November 20, 2014
The whole debt and nothing but the debt
Against a backdrop of the gap between the official and parallel exchange rates widening to 71 percent, Wednesday’s lengthy plenary committee debate in the Senate on the bill to repatriate foreign debt bond payment added little to what has been said by either side, except perhaps to confirm the increasing irrelevance of the RUFO (“Rights Upon Future Offers”) clause since Economy Minister Axel Kicillof ruled out any negotiations with holdout litigants even when that clause (setting a dangerous precedent for all other creditors) expires at New Year. If there was any common denominator to Kicillof’s marathon explanations, it was to adopt a holistic approach — if there are to be any negotiations with the holdouts, it is to be with all of them, not just the litigant vulture fund minority, and they are to be offered the same terms as the other creditors. Meanwhile Legal and Technical Secretary Carlos Zannini underlined that the ultimate objective was to bring the entire foreign debt under Argentine jurisdiction while clarifying that the bill to offer bondholders locally the payment denied them by judicial deadlock in New York was to create a voluntary option, not to impose a new venue.

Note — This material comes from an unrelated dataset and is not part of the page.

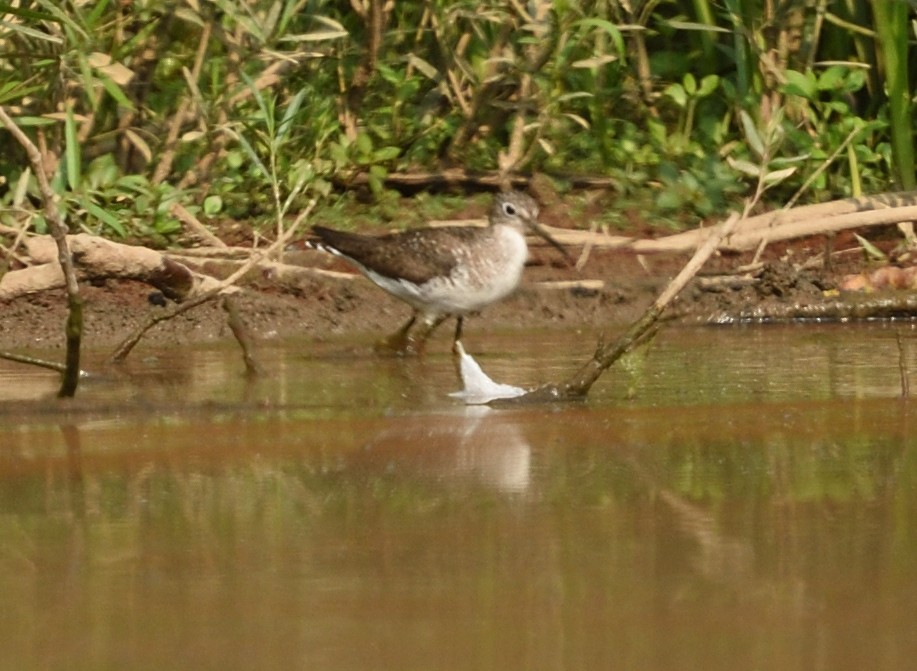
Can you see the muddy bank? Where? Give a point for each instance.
(318, 307)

Meanwhile on the other side of the Upper House, the alternatives continue to be in default while the intervention of 2001 default president Adolfo Rodríguez Saá (now a San Luis senator) was pure hypocrisy. Many opposition politicians seem to feel that the billion-plus dollars at stake in Manhattan judge Thomas Griesa’s courtroom are but a drop in the ocean of global capital markets (especially in the recent years of quantitative easing liquidity) which could be unblocked by yielding the point but very few dare to think so aloud — the idea of paying vulture funds in full is too electorally repugnant and financially dangerous. Indeed Upper House Minority Leader Gerardo Morales (Radical-Jujuy) even endorsed Kicillof’s condemnation of Griesa and the vulture funds while criticizing his strategy. So instead the line was rather to wash their hands — an ultra-presidential and centralized government had more than enough powers to sort out its own mess without dragging in other parties, was their argument. Yet this evasive attitude is not wholly valid — quite apart from all the specific contractual obligations which the government cannot change unilaterally, a law of Congress confers so much more legitimacy than any executive decree which can always be attributed to presidential whim.
The bill continued to move smoothly through Congress but there are also other fronts such as Griesa’s courtroom, the exchange markets, yesterday’s general strike and the world at large.